Before the snap election was called, the Makes Votes Matter (MVM) coalition anticipated Labour would adopt proportional representation this year or next year, with shadow chancellor John McDonnell, elections chief Cat Smith and other influential figures of the left and right of the party backing electoral reform. But it didn’t make the manifesto, MVM suggests, in order to keep onside a small number of influential refuseniks. Klina Jordan of MVM says that, perversely, the best outcome for electoral reform could be a hung Parliament and a marked disparity between Labour votes and seats to keep the party interested in reform. She remains confident that PR will be here in the not too distant future. Too optimistic, perhaps, in relying on Labour sticking together and achieving power in a way that doesn’t given them second thoughts about dynamiting the ladder that got them there. 

Voter engagement  

2.3 million people registered to vote in the 5 weeks after the vote was called, more than half of them 18-24 year olds, a step up on the drive before the 2015 election. But this is still a fraction of the 7 million the Electoral Commission estimated were not to the register as the deadline approached.

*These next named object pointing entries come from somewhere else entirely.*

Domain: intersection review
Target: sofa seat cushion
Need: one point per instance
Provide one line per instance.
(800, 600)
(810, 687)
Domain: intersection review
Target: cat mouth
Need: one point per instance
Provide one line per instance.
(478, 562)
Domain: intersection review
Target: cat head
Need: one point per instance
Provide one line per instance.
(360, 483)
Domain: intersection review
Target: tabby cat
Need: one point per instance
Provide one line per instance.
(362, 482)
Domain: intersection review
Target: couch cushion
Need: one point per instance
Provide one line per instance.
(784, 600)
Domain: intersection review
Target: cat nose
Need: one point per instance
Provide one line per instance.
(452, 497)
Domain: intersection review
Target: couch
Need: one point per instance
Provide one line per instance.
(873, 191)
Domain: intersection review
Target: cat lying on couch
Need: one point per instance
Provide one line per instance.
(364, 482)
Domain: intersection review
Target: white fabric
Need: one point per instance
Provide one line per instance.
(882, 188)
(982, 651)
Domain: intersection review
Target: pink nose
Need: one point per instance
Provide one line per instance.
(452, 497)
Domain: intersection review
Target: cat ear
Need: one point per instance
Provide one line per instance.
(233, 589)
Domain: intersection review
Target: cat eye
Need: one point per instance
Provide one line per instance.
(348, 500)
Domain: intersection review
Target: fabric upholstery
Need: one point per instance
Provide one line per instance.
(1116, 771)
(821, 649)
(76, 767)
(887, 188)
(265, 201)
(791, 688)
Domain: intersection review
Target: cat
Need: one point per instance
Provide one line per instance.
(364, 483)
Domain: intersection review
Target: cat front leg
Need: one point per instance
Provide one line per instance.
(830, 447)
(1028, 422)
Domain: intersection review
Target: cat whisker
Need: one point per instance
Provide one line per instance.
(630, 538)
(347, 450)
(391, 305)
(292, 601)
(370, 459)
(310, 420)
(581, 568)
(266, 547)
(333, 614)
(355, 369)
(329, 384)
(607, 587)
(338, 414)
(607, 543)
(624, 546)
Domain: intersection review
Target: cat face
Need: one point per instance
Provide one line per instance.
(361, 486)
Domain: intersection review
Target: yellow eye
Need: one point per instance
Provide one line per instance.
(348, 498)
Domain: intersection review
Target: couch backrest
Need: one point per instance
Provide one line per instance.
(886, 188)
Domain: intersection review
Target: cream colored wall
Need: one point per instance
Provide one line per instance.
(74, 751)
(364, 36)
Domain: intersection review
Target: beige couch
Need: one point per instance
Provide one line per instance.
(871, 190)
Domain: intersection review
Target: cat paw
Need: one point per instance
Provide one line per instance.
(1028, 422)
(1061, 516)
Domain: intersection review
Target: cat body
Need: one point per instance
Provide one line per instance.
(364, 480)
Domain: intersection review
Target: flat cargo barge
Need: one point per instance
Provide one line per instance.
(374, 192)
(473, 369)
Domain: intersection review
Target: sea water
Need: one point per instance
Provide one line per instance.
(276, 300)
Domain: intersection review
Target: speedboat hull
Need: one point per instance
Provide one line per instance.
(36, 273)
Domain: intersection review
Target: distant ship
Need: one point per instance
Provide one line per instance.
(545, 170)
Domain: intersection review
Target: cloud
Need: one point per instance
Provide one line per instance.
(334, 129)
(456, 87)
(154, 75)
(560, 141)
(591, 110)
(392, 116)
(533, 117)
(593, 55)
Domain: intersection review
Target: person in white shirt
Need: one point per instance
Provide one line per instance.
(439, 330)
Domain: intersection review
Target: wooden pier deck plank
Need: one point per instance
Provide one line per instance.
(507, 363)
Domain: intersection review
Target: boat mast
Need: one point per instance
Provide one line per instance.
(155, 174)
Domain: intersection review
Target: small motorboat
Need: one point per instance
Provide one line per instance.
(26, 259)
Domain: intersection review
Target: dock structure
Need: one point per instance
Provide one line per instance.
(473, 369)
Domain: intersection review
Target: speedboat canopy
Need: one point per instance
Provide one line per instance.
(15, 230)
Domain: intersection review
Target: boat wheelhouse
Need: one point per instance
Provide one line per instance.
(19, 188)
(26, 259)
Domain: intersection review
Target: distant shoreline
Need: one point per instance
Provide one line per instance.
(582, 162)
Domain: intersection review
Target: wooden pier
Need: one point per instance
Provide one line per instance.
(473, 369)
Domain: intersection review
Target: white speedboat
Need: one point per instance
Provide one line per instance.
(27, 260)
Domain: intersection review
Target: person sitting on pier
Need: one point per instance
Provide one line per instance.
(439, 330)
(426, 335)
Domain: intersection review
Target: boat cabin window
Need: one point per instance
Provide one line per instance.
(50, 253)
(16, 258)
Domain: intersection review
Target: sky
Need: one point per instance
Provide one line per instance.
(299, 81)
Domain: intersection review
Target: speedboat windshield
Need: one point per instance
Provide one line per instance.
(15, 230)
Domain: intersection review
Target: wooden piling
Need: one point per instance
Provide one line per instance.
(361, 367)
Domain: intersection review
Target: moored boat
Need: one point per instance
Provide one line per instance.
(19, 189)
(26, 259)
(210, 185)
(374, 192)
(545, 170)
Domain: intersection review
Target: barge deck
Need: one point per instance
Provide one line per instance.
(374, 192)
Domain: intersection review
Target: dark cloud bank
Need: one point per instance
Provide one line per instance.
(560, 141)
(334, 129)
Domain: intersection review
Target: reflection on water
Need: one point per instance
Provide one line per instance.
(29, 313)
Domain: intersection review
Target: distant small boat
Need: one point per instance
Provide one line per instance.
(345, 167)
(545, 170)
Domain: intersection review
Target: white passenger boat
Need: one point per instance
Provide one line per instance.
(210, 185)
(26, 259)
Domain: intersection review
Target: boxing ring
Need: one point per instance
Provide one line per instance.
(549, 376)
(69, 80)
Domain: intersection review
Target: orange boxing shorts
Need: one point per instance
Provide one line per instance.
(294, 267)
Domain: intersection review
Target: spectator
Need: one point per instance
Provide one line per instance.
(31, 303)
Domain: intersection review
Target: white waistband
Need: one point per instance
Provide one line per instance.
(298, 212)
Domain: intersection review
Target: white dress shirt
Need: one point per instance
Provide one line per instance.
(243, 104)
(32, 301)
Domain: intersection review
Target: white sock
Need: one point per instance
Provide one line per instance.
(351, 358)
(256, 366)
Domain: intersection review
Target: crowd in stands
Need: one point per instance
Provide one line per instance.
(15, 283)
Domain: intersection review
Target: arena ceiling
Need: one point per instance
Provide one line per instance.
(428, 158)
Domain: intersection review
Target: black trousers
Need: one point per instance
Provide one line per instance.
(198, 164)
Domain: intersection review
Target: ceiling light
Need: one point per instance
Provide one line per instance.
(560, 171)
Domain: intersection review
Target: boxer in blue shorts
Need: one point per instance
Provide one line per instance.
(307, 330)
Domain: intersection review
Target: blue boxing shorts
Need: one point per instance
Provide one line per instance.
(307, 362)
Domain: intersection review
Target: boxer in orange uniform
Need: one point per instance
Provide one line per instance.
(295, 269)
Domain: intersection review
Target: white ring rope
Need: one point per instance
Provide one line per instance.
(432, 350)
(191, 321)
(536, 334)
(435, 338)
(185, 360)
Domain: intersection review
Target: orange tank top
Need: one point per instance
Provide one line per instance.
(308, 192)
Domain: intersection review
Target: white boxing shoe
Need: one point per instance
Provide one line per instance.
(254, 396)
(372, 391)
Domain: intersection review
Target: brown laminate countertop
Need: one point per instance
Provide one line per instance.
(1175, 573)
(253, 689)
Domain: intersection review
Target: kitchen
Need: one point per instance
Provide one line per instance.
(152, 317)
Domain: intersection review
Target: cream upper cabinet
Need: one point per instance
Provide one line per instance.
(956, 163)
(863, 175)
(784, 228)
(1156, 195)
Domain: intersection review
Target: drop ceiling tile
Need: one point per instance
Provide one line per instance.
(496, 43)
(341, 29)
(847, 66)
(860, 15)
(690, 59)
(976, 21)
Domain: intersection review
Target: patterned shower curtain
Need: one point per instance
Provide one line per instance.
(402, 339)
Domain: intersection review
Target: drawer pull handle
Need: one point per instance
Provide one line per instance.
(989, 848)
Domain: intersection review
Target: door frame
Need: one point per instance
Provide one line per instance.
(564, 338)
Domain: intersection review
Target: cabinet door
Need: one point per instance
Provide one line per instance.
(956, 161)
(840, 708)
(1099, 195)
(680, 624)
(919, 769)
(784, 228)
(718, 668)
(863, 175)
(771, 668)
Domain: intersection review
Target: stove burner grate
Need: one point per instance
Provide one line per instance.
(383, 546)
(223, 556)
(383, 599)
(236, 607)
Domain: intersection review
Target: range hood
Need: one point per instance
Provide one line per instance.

Organisations driving voter engagement and registration are supremely stretched: with regard to current Electoral Commission spending procedures, Mike Sani of Bite the Ballot argues there are experts who can support the targeting of diverse community groups, and it would benefit democracy if funds were allocated differently.

There's bitter disappointment across the field that the Conservatives as a party haven't promoted the importance of voter registration in their social media. Distaste for or resistance to politics remains strong in the young and not so young, particularly among Afro-Caribbean and other BME groups. Two articulate University of Birmingham students studying engineering and construction management tell me that they don't want to vote for the sake of it, they don't know enough about it, and making the wrong decision is worse than not voting. Up the road, Shannon, a bank assistant and gym attendant says her mum advised her to keep away from politics and "it's a bit doom and gloom really". Many echo her view that politicians can't be trusted because they make promises they can't keep, or say there's no real difference between Corbyn and May. A woman in Slough tells me that she leaves political decisions to her husband.

In the next Parliament, let's see politicians as committed to addressing this degree of alienation and apathy as they are to getting their own side elected, and willing to embrace democratic stimulants such as online voting as well as taking prophylactic action against voter fraud.